Ohio’s intimidation tactics: Ohio journalist Derek Myers was charged last year with wiretapping for publishing a source’s recordings from a murder trial. Prosecutors, rather than embarrass themselves in court (the Supreme Court has held journalists are not responsible for sources’ illegal recordings), let their deadline to pursue the case expire this month. As we’ve said, “Officials don’t file these kinds of cases to win but to intimidate.”
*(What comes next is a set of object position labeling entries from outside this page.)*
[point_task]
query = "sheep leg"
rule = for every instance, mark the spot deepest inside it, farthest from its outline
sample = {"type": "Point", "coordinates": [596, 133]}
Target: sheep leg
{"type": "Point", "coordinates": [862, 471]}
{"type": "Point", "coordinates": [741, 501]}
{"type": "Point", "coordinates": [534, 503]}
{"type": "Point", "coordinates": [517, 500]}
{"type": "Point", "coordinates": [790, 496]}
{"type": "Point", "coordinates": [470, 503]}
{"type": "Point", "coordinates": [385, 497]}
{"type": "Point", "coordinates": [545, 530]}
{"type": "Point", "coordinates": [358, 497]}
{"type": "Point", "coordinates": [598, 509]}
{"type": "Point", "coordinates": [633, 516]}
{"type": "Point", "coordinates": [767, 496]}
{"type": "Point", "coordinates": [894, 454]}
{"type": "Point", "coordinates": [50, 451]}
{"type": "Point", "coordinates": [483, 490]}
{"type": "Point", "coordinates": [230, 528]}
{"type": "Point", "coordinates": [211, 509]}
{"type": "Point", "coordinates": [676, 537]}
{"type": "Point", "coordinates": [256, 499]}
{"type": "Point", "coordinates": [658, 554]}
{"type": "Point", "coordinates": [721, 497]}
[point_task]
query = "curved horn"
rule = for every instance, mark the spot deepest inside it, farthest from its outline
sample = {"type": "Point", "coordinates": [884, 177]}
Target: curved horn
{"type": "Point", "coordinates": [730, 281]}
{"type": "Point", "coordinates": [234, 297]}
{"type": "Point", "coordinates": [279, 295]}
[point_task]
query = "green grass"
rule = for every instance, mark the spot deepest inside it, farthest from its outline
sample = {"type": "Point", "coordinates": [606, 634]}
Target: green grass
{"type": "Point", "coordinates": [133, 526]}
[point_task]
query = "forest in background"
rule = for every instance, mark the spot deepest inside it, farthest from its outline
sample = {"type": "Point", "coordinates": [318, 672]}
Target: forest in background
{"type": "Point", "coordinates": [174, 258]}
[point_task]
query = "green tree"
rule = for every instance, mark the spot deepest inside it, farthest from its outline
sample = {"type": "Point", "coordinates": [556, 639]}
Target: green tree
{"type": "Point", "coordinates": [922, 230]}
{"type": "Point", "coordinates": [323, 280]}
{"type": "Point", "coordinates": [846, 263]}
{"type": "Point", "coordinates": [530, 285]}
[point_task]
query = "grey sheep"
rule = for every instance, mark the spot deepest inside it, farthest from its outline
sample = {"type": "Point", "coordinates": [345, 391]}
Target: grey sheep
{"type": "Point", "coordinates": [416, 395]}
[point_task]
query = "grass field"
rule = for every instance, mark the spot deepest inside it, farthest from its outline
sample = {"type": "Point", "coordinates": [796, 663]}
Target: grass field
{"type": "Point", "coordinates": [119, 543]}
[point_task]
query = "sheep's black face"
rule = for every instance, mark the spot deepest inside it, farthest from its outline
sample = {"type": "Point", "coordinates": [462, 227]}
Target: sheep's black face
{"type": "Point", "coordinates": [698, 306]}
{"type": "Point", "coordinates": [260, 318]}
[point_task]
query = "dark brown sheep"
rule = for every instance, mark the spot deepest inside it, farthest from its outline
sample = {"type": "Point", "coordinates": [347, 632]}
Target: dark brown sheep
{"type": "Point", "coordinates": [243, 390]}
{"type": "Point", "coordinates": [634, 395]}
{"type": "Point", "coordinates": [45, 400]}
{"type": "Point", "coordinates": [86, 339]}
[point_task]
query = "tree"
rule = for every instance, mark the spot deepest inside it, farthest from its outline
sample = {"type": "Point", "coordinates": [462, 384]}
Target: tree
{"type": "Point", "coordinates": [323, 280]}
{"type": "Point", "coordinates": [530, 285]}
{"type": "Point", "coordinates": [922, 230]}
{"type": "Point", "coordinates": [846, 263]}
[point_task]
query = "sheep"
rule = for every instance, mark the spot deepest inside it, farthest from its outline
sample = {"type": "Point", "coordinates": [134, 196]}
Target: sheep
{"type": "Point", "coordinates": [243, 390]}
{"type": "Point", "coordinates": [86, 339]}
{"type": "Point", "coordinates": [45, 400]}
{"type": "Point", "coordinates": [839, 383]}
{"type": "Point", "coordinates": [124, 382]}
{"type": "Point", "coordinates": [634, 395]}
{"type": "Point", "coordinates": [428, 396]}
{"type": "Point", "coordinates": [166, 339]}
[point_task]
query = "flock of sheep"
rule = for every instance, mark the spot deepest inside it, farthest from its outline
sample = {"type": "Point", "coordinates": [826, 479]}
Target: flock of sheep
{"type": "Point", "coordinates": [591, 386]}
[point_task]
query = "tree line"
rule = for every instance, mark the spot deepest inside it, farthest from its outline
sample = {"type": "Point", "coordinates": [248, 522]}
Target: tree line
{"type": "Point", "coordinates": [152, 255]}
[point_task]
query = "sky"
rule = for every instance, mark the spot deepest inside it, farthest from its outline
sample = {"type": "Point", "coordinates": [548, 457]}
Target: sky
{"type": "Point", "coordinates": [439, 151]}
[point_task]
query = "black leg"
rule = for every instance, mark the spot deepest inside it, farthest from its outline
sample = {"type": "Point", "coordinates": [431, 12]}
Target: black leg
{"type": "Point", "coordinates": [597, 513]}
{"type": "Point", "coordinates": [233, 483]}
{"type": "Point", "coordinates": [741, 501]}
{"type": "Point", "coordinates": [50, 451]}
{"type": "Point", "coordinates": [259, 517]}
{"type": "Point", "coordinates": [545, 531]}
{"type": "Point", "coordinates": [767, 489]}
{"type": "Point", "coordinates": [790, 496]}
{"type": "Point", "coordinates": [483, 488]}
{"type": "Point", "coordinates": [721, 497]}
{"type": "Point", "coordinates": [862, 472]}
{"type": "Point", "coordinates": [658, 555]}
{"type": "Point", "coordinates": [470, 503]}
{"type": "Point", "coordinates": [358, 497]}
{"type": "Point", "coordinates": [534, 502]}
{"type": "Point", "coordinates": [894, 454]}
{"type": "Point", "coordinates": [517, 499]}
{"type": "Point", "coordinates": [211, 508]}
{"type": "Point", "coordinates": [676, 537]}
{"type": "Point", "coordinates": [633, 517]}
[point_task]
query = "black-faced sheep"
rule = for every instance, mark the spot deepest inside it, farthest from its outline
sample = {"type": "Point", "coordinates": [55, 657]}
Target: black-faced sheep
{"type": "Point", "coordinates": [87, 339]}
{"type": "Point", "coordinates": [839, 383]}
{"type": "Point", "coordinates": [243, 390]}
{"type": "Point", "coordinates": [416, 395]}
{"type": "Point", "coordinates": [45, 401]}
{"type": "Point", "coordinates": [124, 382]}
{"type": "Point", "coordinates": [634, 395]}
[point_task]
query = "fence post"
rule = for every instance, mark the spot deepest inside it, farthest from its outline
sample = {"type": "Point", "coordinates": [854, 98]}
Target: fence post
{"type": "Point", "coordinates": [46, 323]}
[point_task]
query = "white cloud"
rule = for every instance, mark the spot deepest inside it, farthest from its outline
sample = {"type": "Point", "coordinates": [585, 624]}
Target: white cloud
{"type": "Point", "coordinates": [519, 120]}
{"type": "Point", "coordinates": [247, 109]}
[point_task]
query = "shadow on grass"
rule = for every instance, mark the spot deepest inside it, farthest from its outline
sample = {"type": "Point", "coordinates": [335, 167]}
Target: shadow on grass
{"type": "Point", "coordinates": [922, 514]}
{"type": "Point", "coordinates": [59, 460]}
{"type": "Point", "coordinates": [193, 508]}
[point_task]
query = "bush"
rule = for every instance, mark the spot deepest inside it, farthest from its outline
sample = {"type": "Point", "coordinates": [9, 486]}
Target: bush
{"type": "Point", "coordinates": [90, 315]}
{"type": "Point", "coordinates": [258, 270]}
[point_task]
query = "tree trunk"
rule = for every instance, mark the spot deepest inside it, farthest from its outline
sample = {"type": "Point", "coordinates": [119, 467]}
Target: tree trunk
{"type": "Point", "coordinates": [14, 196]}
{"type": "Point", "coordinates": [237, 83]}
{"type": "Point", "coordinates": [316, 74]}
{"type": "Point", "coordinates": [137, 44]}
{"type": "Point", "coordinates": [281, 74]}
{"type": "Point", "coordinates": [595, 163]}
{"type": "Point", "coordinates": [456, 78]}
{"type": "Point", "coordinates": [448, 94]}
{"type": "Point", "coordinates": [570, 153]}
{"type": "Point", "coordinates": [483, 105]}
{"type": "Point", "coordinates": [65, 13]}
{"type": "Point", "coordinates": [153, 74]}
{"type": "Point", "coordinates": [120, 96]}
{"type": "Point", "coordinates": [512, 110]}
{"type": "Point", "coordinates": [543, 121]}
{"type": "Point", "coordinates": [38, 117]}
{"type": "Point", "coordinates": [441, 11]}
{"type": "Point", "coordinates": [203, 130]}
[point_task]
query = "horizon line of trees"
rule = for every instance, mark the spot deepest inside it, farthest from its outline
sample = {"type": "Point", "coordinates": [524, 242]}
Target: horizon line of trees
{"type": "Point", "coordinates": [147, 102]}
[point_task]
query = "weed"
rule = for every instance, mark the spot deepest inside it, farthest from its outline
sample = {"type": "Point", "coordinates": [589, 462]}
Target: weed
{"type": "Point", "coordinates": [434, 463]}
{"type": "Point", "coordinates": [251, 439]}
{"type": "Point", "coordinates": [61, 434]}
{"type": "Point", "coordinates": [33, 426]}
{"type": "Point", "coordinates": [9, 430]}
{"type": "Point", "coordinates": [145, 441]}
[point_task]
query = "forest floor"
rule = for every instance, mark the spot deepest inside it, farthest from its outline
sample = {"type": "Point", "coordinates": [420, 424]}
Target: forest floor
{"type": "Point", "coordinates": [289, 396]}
Confidentiality undermined: Federal Judge Christopher Cooper ordered journalist Catherine Herridge to identify confidential sources this month. She’s appealing. As we told CNN, “Requiring journalists to reveal their confidential sources deters whistleblowers and others from coming forward.” The case underscores the need for the bipartisan PRESS Act “to make clear that reporters can’t be forced to burn their source.”
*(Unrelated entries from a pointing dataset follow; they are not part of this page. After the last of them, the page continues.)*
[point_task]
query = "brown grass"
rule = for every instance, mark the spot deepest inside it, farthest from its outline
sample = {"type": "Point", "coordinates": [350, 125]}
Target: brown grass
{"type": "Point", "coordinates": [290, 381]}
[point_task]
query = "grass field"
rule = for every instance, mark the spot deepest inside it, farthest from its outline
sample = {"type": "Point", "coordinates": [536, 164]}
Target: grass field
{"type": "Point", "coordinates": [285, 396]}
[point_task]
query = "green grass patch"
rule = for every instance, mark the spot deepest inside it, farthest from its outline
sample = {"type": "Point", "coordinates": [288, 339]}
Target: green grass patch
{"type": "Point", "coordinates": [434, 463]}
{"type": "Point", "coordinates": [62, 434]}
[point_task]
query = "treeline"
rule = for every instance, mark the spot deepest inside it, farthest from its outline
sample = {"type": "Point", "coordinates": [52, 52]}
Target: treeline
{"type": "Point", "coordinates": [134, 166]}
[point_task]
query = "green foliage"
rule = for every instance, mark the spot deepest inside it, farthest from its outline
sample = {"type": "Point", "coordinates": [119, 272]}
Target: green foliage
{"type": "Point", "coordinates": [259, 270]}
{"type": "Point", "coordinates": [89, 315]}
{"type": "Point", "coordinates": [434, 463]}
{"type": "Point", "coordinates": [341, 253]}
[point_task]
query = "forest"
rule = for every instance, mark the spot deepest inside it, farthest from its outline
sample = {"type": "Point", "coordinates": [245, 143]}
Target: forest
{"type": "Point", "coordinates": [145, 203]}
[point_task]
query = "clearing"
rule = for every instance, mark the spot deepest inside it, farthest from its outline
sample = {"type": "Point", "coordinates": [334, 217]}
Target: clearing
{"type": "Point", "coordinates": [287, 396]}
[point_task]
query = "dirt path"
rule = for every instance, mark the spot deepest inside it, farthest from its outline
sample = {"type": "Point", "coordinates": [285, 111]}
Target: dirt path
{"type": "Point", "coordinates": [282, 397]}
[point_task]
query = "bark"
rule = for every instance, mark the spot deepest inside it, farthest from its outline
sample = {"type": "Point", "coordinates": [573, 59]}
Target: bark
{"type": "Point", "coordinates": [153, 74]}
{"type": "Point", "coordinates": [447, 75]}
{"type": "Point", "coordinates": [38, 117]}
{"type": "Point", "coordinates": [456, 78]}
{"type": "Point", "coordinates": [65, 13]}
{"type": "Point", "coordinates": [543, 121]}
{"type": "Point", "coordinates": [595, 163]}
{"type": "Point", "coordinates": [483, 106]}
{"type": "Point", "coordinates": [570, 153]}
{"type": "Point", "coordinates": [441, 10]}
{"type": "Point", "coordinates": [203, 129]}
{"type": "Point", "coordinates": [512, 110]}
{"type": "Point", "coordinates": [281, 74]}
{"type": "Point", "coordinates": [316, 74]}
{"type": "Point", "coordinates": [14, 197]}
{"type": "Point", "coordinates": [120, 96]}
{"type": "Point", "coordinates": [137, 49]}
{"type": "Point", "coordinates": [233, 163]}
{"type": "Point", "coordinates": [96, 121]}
Lawmakers play editor: Two legislators — including one known for toting guns in front of Christmas trees — introduced a resolution that condemned “irresponsible and sensationalistic” coverage of mass shootings and then made unsolicited “recommendations” to the press. Ironically, those behind the resolution have previously insisted government attempts to influence content are illegal censorship. They should practice what they preach — Americans don’t elect representatives to tell journalists how to do their jobs.
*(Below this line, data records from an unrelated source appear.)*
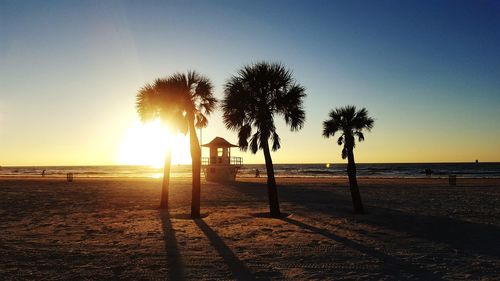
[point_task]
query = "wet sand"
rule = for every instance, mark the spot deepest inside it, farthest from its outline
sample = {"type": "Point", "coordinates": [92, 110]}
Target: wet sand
{"type": "Point", "coordinates": [109, 229]}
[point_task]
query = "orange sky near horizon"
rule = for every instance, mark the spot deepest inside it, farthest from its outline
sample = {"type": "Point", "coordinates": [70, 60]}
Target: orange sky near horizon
{"type": "Point", "coordinates": [427, 74]}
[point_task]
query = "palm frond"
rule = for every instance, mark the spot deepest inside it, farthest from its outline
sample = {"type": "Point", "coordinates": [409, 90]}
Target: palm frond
{"type": "Point", "coordinates": [146, 103]}
{"type": "Point", "coordinates": [344, 153]}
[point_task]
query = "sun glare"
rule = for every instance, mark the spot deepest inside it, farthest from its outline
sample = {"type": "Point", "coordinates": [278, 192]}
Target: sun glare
{"type": "Point", "coordinates": [146, 144]}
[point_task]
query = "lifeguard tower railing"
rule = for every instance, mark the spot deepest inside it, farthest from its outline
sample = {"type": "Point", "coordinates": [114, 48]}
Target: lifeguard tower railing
{"type": "Point", "coordinates": [234, 161]}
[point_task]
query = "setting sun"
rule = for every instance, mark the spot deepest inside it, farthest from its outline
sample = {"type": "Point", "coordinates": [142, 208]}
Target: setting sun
{"type": "Point", "coordinates": [146, 144]}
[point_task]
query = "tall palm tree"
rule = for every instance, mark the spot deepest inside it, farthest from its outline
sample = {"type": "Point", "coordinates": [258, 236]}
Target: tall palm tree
{"type": "Point", "coordinates": [350, 123]}
{"type": "Point", "coordinates": [162, 101]}
{"type": "Point", "coordinates": [252, 98]}
{"type": "Point", "coordinates": [199, 102]}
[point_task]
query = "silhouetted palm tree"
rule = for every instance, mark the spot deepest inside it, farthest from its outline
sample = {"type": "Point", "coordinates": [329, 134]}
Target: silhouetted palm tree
{"type": "Point", "coordinates": [162, 101]}
{"type": "Point", "coordinates": [199, 103]}
{"type": "Point", "coordinates": [252, 98]}
{"type": "Point", "coordinates": [350, 123]}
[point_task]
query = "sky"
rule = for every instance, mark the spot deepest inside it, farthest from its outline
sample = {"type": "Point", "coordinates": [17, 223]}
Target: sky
{"type": "Point", "coordinates": [428, 72]}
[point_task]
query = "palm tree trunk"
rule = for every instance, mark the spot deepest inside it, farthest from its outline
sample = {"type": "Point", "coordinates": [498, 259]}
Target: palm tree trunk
{"type": "Point", "coordinates": [166, 180]}
{"type": "Point", "coordinates": [196, 169]}
{"type": "Point", "coordinates": [272, 190]}
{"type": "Point", "coordinates": [353, 182]}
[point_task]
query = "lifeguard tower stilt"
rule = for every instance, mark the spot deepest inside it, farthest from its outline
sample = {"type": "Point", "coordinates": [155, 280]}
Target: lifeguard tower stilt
{"type": "Point", "coordinates": [220, 166]}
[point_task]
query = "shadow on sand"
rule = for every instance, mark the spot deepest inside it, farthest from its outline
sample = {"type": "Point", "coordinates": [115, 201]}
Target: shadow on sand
{"type": "Point", "coordinates": [175, 266]}
{"type": "Point", "coordinates": [392, 265]}
{"type": "Point", "coordinates": [237, 267]}
{"type": "Point", "coordinates": [458, 234]}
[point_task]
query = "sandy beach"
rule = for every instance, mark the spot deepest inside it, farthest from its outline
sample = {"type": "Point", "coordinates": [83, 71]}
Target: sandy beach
{"type": "Point", "coordinates": [111, 229]}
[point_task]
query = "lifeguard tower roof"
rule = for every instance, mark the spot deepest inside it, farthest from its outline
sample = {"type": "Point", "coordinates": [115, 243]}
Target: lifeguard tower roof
{"type": "Point", "coordinates": [219, 142]}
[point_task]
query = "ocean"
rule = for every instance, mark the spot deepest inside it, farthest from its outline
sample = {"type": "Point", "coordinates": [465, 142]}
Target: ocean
{"type": "Point", "coordinates": [382, 170]}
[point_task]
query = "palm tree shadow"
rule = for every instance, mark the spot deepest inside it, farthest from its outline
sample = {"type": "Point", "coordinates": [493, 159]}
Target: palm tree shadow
{"type": "Point", "coordinates": [175, 266]}
{"type": "Point", "coordinates": [392, 265]}
{"type": "Point", "coordinates": [239, 270]}
{"type": "Point", "coordinates": [463, 235]}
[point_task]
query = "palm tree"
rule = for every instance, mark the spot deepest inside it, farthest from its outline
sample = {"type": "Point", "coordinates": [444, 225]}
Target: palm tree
{"type": "Point", "coordinates": [350, 123]}
{"type": "Point", "coordinates": [252, 98]}
{"type": "Point", "coordinates": [162, 101]}
{"type": "Point", "coordinates": [199, 102]}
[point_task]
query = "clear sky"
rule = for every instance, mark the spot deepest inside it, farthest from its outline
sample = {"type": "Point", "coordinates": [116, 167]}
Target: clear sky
{"type": "Point", "coordinates": [427, 71]}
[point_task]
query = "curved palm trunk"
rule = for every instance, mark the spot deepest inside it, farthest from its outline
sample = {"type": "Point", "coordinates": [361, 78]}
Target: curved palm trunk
{"type": "Point", "coordinates": [196, 169]}
{"type": "Point", "coordinates": [272, 190]}
{"type": "Point", "coordinates": [353, 182]}
{"type": "Point", "coordinates": [166, 180]}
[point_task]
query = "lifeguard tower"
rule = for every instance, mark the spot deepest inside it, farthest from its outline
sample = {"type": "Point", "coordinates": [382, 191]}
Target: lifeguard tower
{"type": "Point", "coordinates": [220, 166]}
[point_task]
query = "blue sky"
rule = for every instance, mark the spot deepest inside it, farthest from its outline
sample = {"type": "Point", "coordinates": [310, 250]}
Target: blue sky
{"type": "Point", "coordinates": [427, 71]}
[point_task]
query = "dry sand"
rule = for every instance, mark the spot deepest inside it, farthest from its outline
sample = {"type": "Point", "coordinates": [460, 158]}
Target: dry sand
{"type": "Point", "coordinates": [109, 229]}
Kansas code of silence: Back in Marion, Record publisher Eric Meyer says the paper investigated why Police Chief Gideon Cody left his prior job in Kansas City before orchestrating the raid. The Kansas City Star reports Cody was under disciplinary review, but police won’t release complaints against him, citing open records exceptions for documents generated during investigations. Obviously, the complaints predate any investigation. It’s the latest abuse of investigative exceptions to open records laws. Marion residents deserve to know the truth about the chief who brought “Hitler tactics” to their town of 1,902.
What can be done
In the Record’s case, Meyer says the paper may sue, and victims of anti-press antics should do so whenever possible. Journalist Bryan Carmody settled for almost $400,000 after San Francisco police raided his home in 2019. Oakland journalist Timothy Ryan also recently settled for $400,000 after he was injured by police in 2020. Settlements like those not only compensate journalists for damages but force officials to think twice about retaliating against the press.
But Marion shows that journalists cannot rely solely on the legal system for recourse — many press freedom violations are perpetrated or enabled by a judiciary that clearly needs a refresher on the First Amendment. Until then, journalists and others should continue calling attention to abuses. Perhaps the court of public opinion will better serve the press than a court of law.